Over 90% of Canada's oil goes south to the United States. Generally speaking, U.S. refiners make gasoline and other products out of Canada's oil and sell it domestically and abroad. Canada, however, is having second thoughts about this arrangement, and it could mean big growth for Canadian energy companies.

Captive no more?
Captive markets are a desirable thing in business, but in the case of Canada and energy the country is pretty much a captive supplier. That's worked out well for a long time, but the constant delays in the approval of TransCanada's (TRP 0.33%) Keystone XL pipeline have rekindled a desire among some Canadians to be bigger players on the global stage. It has the oil and natural gas, and there's global demand, so... why is it all still going south?

(Source: Brylie Oxley, via Wikimedia Commons)

That's why TransCanada's Energy East Pipeline has the support of key Canadian politicians. Interestingly, those same politicians are opposing Keystone and other projects. Why? Because they move oil for export in its raw form. For example, New Democrats leader Thomas Mulcair believes, "Keystone XL represents the export of 40,000 Canadian jobs."

TransCanada's Energy East Pipeline, on the other hand, will deliver "1.1-million barrels of crude oil per day from Alberta and Saskatchewan to refineries in Eastern Canada." That keeps jobs in Canada and lets Canada export products from higher up in the food chain. This $12 billion project would be a feather in TransCanada's cap and would help keep the company's top and bottom lines moving higher.

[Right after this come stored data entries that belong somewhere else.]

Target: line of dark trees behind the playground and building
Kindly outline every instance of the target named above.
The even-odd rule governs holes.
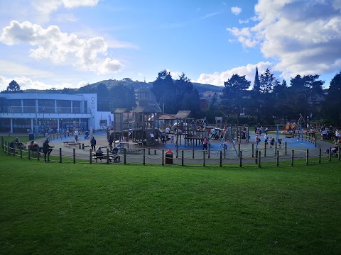
[[[285,80],[276,79],[270,69],[260,75],[257,69],[252,88],[251,81],[247,81],[245,76],[233,74],[224,81],[222,95],[215,94],[209,108],[201,108],[200,95],[184,73],[174,80],[170,72],[162,70],[151,84],[151,91],[166,113],[188,110],[193,113],[193,118],[206,117],[209,122],[215,122],[216,116],[222,116],[231,124],[274,125],[298,120],[301,114],[309,122],[319,120],[341,125],[341,71],[330,81],[329,89],[323,89],[324,83],[318,74],[298,74],[287,84]],[[16,81],[11,81],[3,92],[23,91]],[[115,108],[131,110],[136,106],[134,89],[125,86],[123,81],[115,86],[100,82],[97,86],[88,84],[80,89],[51,89],[50,92],[96,93],[99,111],[114,111]]]

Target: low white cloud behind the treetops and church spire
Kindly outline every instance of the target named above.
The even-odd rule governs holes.
[[[224,86],[224,81],[227,81],[232,77],[233,74],[239,74],[239,76],[244,76],[245,79],[251,81],[251,86],[254,84],[254,75],[256,73],[256,67],[258,67],[258,72],[261,74],[266,70],[266,68],[271,68],[271,62],[259,62],[257,64],[247,64],[244,67],[235,67],[224,72],[215,72],[214,74],[200,74],[199,78],[195,82],[201,84],[212,84],[216,86]]]

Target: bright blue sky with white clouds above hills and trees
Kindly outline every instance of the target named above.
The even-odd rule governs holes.
[[[341,70],[341,0],[0,0],[0,91]]]

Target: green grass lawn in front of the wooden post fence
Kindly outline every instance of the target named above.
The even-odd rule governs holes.
[[[340,254],[340,162],[58,164],[0,152],[1,254]]]

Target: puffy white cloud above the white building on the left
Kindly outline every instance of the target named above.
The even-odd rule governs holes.
[[[3,29],[0,41],[6,45],[32,45],[35,48],[30,50],[30,56],[36,60],[73,64],[77,69],[97,74],[120,72],[124,67],[119,60],[100,58],[107,55],[107,43],[103,38],[80,39],[75,34],[62,33],[58,26],[44,29],[28,21],[11,21],[10,26]]]

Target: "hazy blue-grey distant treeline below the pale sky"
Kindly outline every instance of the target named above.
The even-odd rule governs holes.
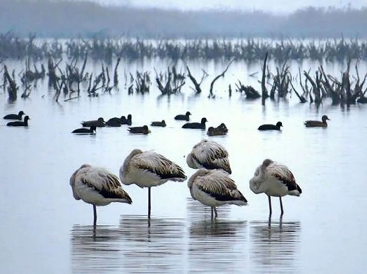
[[[178,11],[101,6],[91,1],[0,0],[0,32],[38,37],[139,36],[214,37],[367,37],[367,7],[308,7],[289,15],[262,11]]]

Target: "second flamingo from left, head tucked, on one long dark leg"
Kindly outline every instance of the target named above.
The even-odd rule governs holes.
[[[187,179],[183,169],[155,151],[134,149],[120,167],[120,180],[125,185],[148,187],[148,219],[150,219],[150,188],[167,181],[183,182]]]

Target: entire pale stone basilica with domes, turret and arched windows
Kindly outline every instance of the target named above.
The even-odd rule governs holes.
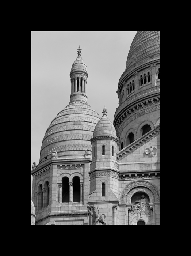
[[[160,31],[135,35],[113,122],[88,104],[77,55],[70,102],[32,165],[31,225],[160,225]]]

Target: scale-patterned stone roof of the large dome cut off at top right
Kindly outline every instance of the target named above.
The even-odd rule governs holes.
[[[126,70],[148,57],[160,54],[160,31],[137,31],[126,61]]]

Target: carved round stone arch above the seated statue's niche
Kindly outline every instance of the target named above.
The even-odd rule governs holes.
[[[135,187],[146,187],[146,188],[150,189],[154,195],[154,202],[160,202],[160,191],[154,184],[152,184],[146,180],[137,180],[137,181],[132,181],[125,186],[125,188],[123,189],[122,193],[120,194],[120,198],[119,198],[119,201],[121,204],[125,204],[125,199],[126,199],[127,194],[129,193],[129,191],[132,188],[135,188]],[[138,191],[136,191],[136,192],[138,192]]]

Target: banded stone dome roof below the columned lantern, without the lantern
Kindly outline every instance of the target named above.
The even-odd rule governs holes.
[[[56,151],[59,157],[84,156],[91,148],[90,139],[100,120],[99,114],[87,103],[72,103],[62,109],[46,130],[40,150],[40,160]]]

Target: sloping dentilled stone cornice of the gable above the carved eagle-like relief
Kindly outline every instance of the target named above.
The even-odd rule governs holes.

It would also keep this dividend payer's streak of annual increases going. TransCanada's dividend has been upped every year since the turn of the century, taking it from $0.80 a share annually to $1.84 in 2013. The shares yield around 3.9% today. For conservative investors, TransCanada is a good way to get involved in Canada's emergence on the energy world stage.

Direct to the oil
However, if owning a toll-taking middleman like TransCanada isn't your speed, then consider Vermilion Energy (VET 1.35%). This globally diversified energy company has its largest reserve base (about 45%) in Canada. However, its global exposure means it's already playing on a world stage. Its other large operations include France, Netherlands, Ireland, and Australia. Note that Australia puts the company in close proximity to Asian demand, which would likely be a key market for Canadian exports.

(Source: U.S. CIA)

What's more exciting about Vermilion, however, is that management is projecting a significant ramp up in production over the next few years. Over the last decade, production has increased at about 6% a year. However, over the next three years Vermilion is calling for production to nearly triple to 16% annually.

And after long periods of mostly stable dividends, the company has increased it in 2013 and has already hiked it for 2014. The yield is currently around 2.3%, about in line with the yield of other large international drillers. What looks like a new dividend policy, coupled with robust production growth, should be particularly interesting to income investors focusing on dividend growth.

Adding to the company's appeal is the fact that Vermilion's operations are located in politically stable regions. As Russia's recent annexation of Crimea has made abundantly clear, where you get oil and natural gas from is increasingly important. That's particularly true for Europe, a key operating region for Vermilion.

A changing landscape
As the United States becomes increasingly self sufficient on the energy front, Canada's natural resources could find less demand from the country's largest, and virtually only, customer. Add to that a desire to step up the value chain by processing more of its own oil and TransCanada's Keystone XL pipeline looks less and less relevant.

No wonder TransCanada is also working on the Energy East project, among others. And, in the end, this Canadian midstream giant wins so long as one of these projects gets approved. With regard to drillers, Vermilion has an interesting global footprint of politically safe oil and big growth plans. With the vast majority of its oil located in Canada it's a good play on that country's efforts to export its energy riches as well as a good play on global demand in general.